Angioplasty involves threading a slender,
balloon-tipped tube from an artery in the
groin to the trouble spot in the artery of
the heart. The balloon is then inflated to
compress the plaque that is blocking the
artery. These balloons can also be used to
deploy a stent, which is a wire-mesh tube
sometimes inserted into the artery during an
angioplasty procedure to keep it open and
prevent reblockage.
In both cases, an optimal balloon design is
critical to the success of an operation.
Balloons can now be tested in a balloon
deployment tester equipped with a system to
monitor the outer diameter of the balloon,
according to Guy Lamouche, research officer
at the National Research Council of Canada.

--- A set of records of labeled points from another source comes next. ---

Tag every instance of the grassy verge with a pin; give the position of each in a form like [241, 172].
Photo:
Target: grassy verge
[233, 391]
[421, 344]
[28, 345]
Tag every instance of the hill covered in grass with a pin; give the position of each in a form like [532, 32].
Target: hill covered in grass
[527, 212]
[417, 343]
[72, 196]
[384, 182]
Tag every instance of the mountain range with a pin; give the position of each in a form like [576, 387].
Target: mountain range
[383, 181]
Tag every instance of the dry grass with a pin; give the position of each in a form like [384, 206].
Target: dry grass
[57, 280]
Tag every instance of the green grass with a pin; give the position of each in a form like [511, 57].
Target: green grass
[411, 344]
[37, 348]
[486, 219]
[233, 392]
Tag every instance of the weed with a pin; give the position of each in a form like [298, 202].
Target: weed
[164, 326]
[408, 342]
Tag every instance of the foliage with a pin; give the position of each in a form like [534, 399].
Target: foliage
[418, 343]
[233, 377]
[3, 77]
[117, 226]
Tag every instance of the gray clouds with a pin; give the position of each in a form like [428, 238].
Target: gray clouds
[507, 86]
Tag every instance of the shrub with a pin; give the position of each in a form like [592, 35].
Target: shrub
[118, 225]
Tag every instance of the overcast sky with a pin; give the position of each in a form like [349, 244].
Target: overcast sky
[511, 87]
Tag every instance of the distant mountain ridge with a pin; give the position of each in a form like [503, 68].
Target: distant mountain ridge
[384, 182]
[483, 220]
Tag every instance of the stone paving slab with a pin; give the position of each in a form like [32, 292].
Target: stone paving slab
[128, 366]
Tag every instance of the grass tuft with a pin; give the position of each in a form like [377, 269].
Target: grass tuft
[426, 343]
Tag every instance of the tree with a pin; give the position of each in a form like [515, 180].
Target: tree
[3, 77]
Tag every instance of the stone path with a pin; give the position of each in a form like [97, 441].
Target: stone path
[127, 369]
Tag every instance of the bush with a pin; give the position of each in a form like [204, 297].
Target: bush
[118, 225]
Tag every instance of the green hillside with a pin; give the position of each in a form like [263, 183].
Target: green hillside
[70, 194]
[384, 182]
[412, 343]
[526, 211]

With the goal of improving balloon
deployment, the researchers investigated
obtaining a more precise monitoring of
balloon inflation by combining a deployment
tester with an optical coherence tomography
(OCT) imaging system. OCT allows imaging
over a depth of a few millimeters in a
tissue or material. By performing a pullback
(rotation and translation) of a catheter OCT
probe in a balloon, they discovered that
it's possible to obtain a precise
measurement of the balloon's diameter and
thickness over the entire balloon.
"Combining OCT with a balloon deployment
system provides an improved platform for
angioplasty balloon development and can also
be used in the development of
next-generation minimally invasive devices
for percutaneous -- through the skin --
coronary interventions," says Lamouche.
"It's now possible to monitor balloon
inflation within an artery phantom (model)
or an excised artery to assess the
efficiency of innovative balloon angioplasty
or stent deployment procedures."
The article, "Optical coherence tomography
monitoring of angioplasty balloon inflation
in a deployment tester" by Hamed Azarnoush,
Sebastien Vergnole, Rafik Bourezak, Benoit
Boulet, and Guy Lamouche will appear in the
journal Review of Scientific Instruments.